ROMA. – Il calvario di Asia Bibi è finito: la cattolica pakistana la cui storia è stata seguita passo dopo passo dai media di tutto il mondo potrà ricominciare una nuova vita in Canada, dove è finalmente riuscita a raggiungere la propria famiglia. E dove ora spera di ritornare nell’anonimato di un’esistenza tranquilla, a migliaia di chilometri di distanza da dove dieci anni fa è iniziato l’incubo che le ha stravolto la vita.

Quel giorno del giugno 2009, nel villaggio pakistano di Ittan Wali, Asia non avrebbe mai immaginato che da un banale litigio con le sue vicine di casa musulmane – durante il quale secondo le sue accusatrici avrebbe offeso Maometto – sarebbe nata una tribolazione giudiziaria senza fine, una condanna all’impiccagione per blasfemia, una catena di morti e disordini che avrebbero scosso un intero Paese, una mobilitazione a livello planetario, dai capi di Stato all’Ue, fino al Vaticano.

Ora tutto questo sembra essersi concluso: dopo essere stata scagionata a ottobre scorso dall’accusa per la quale ha rischiato per otto anni di finire sul patibolo, Asia Bibi è stata fatta partire dal Pakistan. Per mesi era stata tenuta in un luogo segreto dalle autorità, in attesa che ci fossero le condizioni per farla uscire dal Paese in sicurezza, verso la destinazione già scelta dalle figlie, il Canada.

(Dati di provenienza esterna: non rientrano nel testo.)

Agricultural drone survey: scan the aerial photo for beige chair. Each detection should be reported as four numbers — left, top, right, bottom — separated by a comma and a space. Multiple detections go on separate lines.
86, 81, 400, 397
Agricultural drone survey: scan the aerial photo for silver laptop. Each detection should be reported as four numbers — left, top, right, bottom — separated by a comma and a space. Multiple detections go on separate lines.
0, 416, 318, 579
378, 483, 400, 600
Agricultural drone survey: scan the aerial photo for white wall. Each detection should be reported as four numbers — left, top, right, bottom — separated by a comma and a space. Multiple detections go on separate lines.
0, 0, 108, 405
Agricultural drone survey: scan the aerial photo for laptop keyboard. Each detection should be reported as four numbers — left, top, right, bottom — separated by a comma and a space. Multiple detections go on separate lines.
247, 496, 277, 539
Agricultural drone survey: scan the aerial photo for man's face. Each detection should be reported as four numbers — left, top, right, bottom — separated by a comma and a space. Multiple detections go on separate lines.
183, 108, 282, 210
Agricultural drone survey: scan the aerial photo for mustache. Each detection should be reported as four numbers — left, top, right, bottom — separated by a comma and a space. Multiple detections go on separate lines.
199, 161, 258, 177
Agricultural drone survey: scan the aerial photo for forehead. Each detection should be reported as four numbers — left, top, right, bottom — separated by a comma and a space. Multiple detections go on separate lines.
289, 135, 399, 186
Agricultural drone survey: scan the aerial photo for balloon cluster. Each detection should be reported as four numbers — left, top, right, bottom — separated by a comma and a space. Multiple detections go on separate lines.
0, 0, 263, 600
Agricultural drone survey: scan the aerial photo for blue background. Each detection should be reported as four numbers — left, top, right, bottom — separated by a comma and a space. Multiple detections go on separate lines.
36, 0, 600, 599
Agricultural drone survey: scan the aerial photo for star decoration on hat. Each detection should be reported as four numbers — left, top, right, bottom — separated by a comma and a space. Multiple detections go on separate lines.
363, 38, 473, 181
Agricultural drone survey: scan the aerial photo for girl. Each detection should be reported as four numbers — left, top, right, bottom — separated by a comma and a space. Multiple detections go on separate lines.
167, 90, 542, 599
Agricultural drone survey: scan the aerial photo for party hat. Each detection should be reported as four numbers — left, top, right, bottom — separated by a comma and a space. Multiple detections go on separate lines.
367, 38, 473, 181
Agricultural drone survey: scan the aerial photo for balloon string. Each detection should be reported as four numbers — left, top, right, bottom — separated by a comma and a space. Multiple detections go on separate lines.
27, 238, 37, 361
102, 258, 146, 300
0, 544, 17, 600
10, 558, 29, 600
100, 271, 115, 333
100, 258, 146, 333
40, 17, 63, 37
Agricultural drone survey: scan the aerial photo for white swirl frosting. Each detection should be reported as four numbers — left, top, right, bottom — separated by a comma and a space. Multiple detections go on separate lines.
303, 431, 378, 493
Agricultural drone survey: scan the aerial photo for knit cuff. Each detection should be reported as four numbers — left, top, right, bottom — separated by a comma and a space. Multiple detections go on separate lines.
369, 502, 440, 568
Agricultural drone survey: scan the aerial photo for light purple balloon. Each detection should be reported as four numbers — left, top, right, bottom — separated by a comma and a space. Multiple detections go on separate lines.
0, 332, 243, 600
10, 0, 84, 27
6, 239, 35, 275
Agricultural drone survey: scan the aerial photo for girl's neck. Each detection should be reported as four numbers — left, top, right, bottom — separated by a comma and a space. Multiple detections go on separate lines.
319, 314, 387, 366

La sua assoluzione qualche mese fa, dopo una prima condanna a morte nel 2010, aveva fatto piombare il Pakistan nel caos. Tre giorni di proteste, manifestazioni e scioperi degli islamisti radicali, guidati dal movimento Tehreek-e-Labbaik, che del caso avevano fatto una questione di principio e avrebbero voluto vedere Asia con un cappio intorno al collo. Il governo aveva risposto con un giro di vite e decine di arresti.

Gli integralisti avevano quindi presentato un appello perché l’Alta Corte rivedesse la sentenza: richiesta rigettata a gennaio, quando è stato confermato il proscioglimento di Asia Bibi. Una vicenda emblematica, la sua, che testimonia quanto in Paesi come il Pakistan la religione sia un tema incendiario, per il quale è facile perdere la vita: il governatore del Punjab, Salman Taseer, è stato ucciso da una delle sue guardie del corpo nel gennaio del 2011 dopo che si era appellato pubblicamente al presidente del Pakistan perché concedesse la grazia alla donna.

Il suo assassino, festeggiato come un’eroe da parte dell’opinione pubblica, è stato a sua volta giustiziato nel 2016. Nel 2011, sempre per aver difeso e incontrato Asia Bibi in prigione, fu assassinato anche Shahbaz Bhatti, allora ministro per le minoranze religiose. Oggi il fratello Paul ha salutato la libertà finalmente raggiunta dalla cristiana pakistana come il coronamento del suo sacrificio.

Ma per una storia come quella di Asia che arriva sotto i riflettori e termina con un lieto fine, ce ne sono decine che restano sommerse: secondo la Conferenza episcopale pakistana, 220 cristiani si trovano nella stessa situazione in cui si trovava Bibi prima di essere assolta. Accusati spesso con pretesti che nascondono altre motivazioni – dall’odio religioso a dispute private, magari per questioni economiche – trascinati tra il carcere e le lungaggini giudiziarie, condannati a morte da innocenti.